Locked out of /home directory
Q I'm having a problem accessing my /home/stuart directory under Red Hat 8.0 and Debian Sarge, and was hoping you could help. I'm using three hard disk drives. Two hard disks (40GB and 20GB respectively) have been fitted into a removable caddy and take it in turn to be hda. (I'm swapping drives in order to familiarise myself with several distros.) Each holds /, /boot, / swap, /tmp, /var and /usr partitions and has been formatted as ext3 while the fixed hard disk (hdb, 6.4 GB) has only the /home/stuart partition and has been left with its old ext2 formatting as it contains files and programs which I want to retain. One removable hard disk holds Mandrake 10.1 and can access /home/stuart just fine either as root or as user 'stuart'. The other removable hard disk holds RH 8.0 and this is where the problem lies. When using RH and logging in as root, I can access files and programs in my home directory, /home/stuart, without any difficulty. However, when I try to log in as 'stuart' the system displays the following error dialog:
'Please contact your
system administrator to
resolve the following
problem: Could not open or
create the file
locking file"; this indicates
that there may be a problem
with your configuration, as
many programs will need to
create files in your home
The error was"Permission denied" (errno=13)'. I've also replaced Red Hat 8.0 with Debian Sarge (which installed without a hitch). But I now get error messages such as:
'Could not set mode 0700 on private per-user gnome configuration directory
'/home/stuart/.gnome2_private/': Operation not permitted.'
During installs, I'm always careful to ensure that the fixed hard disk is recognised (by the installer) and mounted but not formatted. The permissions are 711 on /home/stuart and 700 on /home/stuart/.gnome2_private/.

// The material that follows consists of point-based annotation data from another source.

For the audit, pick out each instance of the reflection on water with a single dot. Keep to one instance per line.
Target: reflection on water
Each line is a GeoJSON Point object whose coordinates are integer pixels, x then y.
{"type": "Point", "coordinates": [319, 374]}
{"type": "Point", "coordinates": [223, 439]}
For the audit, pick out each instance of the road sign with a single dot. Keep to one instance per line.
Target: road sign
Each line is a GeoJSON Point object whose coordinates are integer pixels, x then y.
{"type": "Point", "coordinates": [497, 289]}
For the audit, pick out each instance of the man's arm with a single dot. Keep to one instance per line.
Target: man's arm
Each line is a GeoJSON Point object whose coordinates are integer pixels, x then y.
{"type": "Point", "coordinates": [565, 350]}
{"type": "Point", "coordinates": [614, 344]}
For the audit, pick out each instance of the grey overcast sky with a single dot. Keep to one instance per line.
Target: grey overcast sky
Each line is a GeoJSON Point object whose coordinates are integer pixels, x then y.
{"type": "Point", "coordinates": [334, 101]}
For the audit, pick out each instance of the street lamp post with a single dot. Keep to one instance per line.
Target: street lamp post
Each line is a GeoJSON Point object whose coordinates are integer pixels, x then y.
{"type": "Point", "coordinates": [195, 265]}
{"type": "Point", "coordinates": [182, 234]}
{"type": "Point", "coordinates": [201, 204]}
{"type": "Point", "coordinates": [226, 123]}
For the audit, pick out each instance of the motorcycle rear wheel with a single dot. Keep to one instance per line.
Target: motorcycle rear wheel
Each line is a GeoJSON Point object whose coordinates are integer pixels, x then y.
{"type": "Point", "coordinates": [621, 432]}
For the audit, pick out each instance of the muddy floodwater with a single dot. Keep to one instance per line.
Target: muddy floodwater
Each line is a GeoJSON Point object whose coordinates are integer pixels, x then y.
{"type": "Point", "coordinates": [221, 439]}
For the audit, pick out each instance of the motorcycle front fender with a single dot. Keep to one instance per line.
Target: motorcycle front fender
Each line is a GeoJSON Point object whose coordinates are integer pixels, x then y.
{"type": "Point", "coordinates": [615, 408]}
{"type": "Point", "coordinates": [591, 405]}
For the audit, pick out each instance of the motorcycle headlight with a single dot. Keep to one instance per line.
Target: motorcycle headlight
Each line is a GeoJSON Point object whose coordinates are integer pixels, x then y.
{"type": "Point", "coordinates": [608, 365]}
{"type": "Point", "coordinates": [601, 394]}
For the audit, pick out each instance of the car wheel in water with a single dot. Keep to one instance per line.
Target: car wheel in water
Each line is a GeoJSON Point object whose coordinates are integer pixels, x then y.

A This is a permissions problem. Although you are using the same user name with both distros, they will have different numeric IDs - and the filesystem uses the numeric IDs to track user privileges. This is quite simple to fix, but you will then run into further problems. You should have a separate home directory for each distro, although all on the same /home partition. To fix the ID issue, you need to tell Debian to use the same numeric ID for 'stuart' as you do in Mandrake. The process is made a little more difficult, because you cannot access the Debian and Mandrake files at the same time. So boot Debian and type
grep stuart /etc/passwd
You should see something like this.
Make a note of the first number: this is your user ID (UID). Now boot into Mandrake, log in as root and load /etc/passwd into your favourite text editor. Find the line for 'stuart' and change the UID to the same as in Debian. The reason for doing it this way round is that Mandrake is unusual in starting user UIDs at 501, whereas most start at 1000. Save the modified passwd file and type
chown stuart: -R ~stuart
to change all files to the new UID. Now reboot into either distro and you should be able to access your files. You may still face problems, however, because you are using the same home directory to store config files for two different distros. If, for example, you have different versions of Gnome on each distro, the last one you use will overwrite the config files with potentially incompatible data. The safest approach is to have a separate home directory for each user, say /home/stuart-mdk, /home/stuart-deb and so on. To do this, you need to mount the partition on hda as /home instead of /home/stuart, and put all the contents in the directories into it. Edit /etc/passwd on each computer to set the appropriate home directory. I would then create a /home/stuart-common directory for all the data you wish to share and link the directories in here to your distro-dependent directories. For example:
ln -s /home/stuart-common/Mail/home/stuart-deb/Mail
ln -s /home/stuart-common/Mail/home/stuart-mdk/Mail
will allow you to access the same email in both systems. Use your existing /home/stuart directory as the basis for this directory. I have successfully used this method to run a multi-boot system without any of the corruption of desktop or personal settings that happened with a single home directory.